Laporan yang berjudul: "Serangan Intensifikasi, Pertahanan Baru", juga mencatat bahwa pembunuhan terhadap jurnalis meningkat sekitar 18 persen dalam lima tahun terakhir (2014-2018), dibandingkan dengan periode lima tahun sebelumnya.
Sedangkan negara yang tercatat paling mematikan bagi jurnalis, menurut statistik, adalah negara-negara Arab, tempat hampir sepertiga pembunuhan terjadi. Wilayah Amerika Latin dan Karibia (26 persen), dan negara-negara Asia dan Pasifik (24 persen) adalah yang paling berbahaya berikutnya.
Wartawan sering dibunuh karena menyampaikan melaporkan politik, kejahatan dan korupsi, yang tercermin dalam penelitian tersebut. Dan diungkapkan bahwa dalam dua tahun terakhir (2017-2018), lebih dari setengah kematian jurnalis berada di zona non-konflik.
Gutteres mengatakan, kenaikan skala dan jumlah serangan terhadap jurnalis dan pekerja media, serta insiden yang membuat pekerjaan mereka jauh lebih sulit. Hal ini termasuk ancaman penuntutan, penangkapan, pemenjaraan, penolakan akses jurnalistik dan kegagalan dalam menyelidiki dan menuntut pelaku kejahatan terhadap jurnalis
Salah satunya adalah pembunuhan jurnalis Malta, Daphne Caruana Galizia, pada 2017. Pakar independen HAM PBB, Agnès Callamard, yang mengikuti kasus ini menyatakan bahwa terlalu sedikit yang dilakukan otoritas Malta untuk menyelidiki kasus pembunuhan tersebut.

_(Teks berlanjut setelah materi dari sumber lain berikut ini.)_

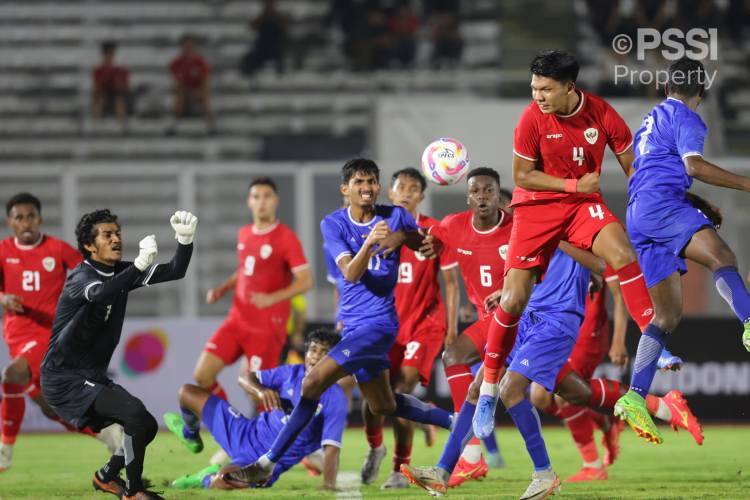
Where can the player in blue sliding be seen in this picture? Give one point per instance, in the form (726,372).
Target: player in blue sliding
(667,225)
(363,239)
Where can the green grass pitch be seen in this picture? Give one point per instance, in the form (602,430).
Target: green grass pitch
(60,466)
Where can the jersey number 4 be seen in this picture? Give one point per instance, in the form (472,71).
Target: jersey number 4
(30,281)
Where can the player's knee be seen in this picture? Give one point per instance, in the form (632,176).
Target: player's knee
(16,373)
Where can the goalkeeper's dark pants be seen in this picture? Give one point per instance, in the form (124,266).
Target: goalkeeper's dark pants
(115,404)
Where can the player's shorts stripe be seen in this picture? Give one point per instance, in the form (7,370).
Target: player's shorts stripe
(88,287)
(503,324)
(341,256)
(631,280)
(150,274)
(301,267)
(625,148)
(523,156)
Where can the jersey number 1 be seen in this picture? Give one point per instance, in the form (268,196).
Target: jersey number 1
(30,281)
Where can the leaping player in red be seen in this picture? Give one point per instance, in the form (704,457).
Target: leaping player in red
(33,267)
(424,323)
(558,148)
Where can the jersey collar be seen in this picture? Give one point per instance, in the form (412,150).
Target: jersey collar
(267,230)
(100,268)
(28,247)
(492,229)
(578,108)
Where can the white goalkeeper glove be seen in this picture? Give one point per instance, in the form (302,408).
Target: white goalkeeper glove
(184,224)
(147,253)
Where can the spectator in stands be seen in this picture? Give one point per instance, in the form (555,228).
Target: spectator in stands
(190,72)
(403,24)
(111,92)
(447,41)
(270,41)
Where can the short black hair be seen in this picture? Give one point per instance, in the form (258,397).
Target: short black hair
(108,46)
(322,336)
(410,172)
(489,172)
(263,181)
(86,228)
(362,165)
(687,77)
(23,199)
(556,64)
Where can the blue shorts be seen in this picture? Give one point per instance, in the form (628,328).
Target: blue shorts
(236,434)
(542,347)
(660,226)
(363,349)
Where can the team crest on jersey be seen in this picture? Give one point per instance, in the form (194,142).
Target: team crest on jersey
(591,135)
(265,251)
(503,250)
(48,263)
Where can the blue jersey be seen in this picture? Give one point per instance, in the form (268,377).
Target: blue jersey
(561,296)
(670,133)
(326,428)
(372,295)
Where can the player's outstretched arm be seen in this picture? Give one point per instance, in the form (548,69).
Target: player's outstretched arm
(528,177)
(184,224)
(707,172)
(330,466)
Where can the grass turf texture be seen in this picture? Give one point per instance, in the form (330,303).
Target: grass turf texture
(51,466)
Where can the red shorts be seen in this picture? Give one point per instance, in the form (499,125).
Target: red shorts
(235,338)
(539,228)
(590,350)
(32,347)
(477,333)
(419,350)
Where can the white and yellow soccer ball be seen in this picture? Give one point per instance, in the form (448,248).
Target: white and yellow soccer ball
(445,161)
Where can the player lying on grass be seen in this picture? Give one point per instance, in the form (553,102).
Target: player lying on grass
(547,334)
(245,439)
(364,239)
(86,331)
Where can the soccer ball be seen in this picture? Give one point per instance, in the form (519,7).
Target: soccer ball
(445,161)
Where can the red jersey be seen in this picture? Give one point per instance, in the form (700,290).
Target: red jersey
(266,260)
(568,146)
(480,254)
(190,71)
(37,274)
(417,293)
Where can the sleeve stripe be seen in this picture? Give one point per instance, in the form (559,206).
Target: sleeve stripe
(341,256)
(624,149)
(301,267)
(523,156)
(150,274)
(88,287)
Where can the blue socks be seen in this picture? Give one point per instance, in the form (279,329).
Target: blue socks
(298,420)
(411,408)
(460,435)
(732,289)
(527,421)
(192,426)
(646,358)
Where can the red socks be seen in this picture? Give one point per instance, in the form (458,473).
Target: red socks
(604,393)
(459,379)
(11,411)
(500,339)
(635,294)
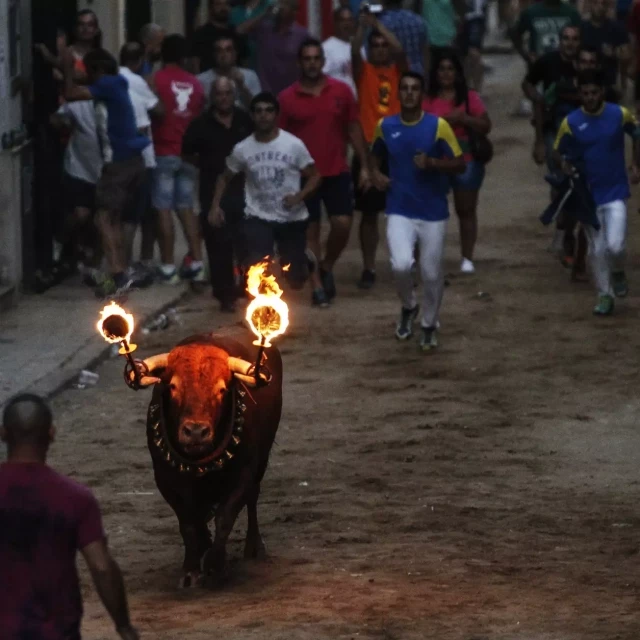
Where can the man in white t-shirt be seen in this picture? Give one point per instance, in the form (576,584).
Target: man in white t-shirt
(337,49)
(145,104)
(273,162)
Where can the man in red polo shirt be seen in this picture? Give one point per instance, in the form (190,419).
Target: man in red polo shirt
(323,113)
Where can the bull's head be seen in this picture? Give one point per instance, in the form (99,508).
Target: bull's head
(198,378)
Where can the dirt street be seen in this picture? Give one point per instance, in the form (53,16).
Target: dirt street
(487,491)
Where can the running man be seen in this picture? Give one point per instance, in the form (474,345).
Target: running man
(273,163)
(420,149)
(594,134)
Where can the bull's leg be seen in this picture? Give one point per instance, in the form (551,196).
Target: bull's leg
(214,562)
(254,545)
(196,538)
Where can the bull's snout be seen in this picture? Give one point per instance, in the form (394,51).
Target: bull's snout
(195,434)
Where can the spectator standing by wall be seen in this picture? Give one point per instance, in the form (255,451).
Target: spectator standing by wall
(323,113)
(225,60)
(46,519)
(182,100)
(609,38)
(246,13)
(377,81)
(151,38)
(273,162)
(278,38)
(208,141)
(217,25)
(122,147)
(337,48)
(440,18)
(411,31)
(145,104)
(449,98)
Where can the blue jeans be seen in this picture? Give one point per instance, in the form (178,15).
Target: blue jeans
(173,184)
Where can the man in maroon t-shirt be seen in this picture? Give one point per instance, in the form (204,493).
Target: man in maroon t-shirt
(182,99)
(45,518)
(323,113)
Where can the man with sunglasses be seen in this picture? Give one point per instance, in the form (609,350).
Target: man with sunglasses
(273,162)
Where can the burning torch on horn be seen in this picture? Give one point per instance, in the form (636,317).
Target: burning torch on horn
(267,314)
(116,326)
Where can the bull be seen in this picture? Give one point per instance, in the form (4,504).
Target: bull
(209,431)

Tahun ini UNESCO meluncurkan kampanye di media sosial #KeepTruthAlive. Tujuannya menarik perhatian tentang bahaya yang dihadapi oleh wartawan di sekitar mereka. Ini menyoroti fakta bahwa 93 persen dari jurnalis yang meninggal bekerja secara lokal. Namun kampanye ini juga mengingatkan skala dan luasnya bahaya tersebut.
Kampanye ini juga dilengkapi dengan pameran kartun pers bertajuk: “Draw so as not to write them off” (Gambarlah agar tidak dihapuskan) di markas besar PBB di New York untuk menghormati wartawan Perancis Ghislaine Dupont dan Claude Verlon yang dibunuh di Mali pada 2 November 2013.
Editor : Sabar Subekti
Prasasti Batu Tertua Bertuliskan Sepuluh Perintah Tuhan Terj...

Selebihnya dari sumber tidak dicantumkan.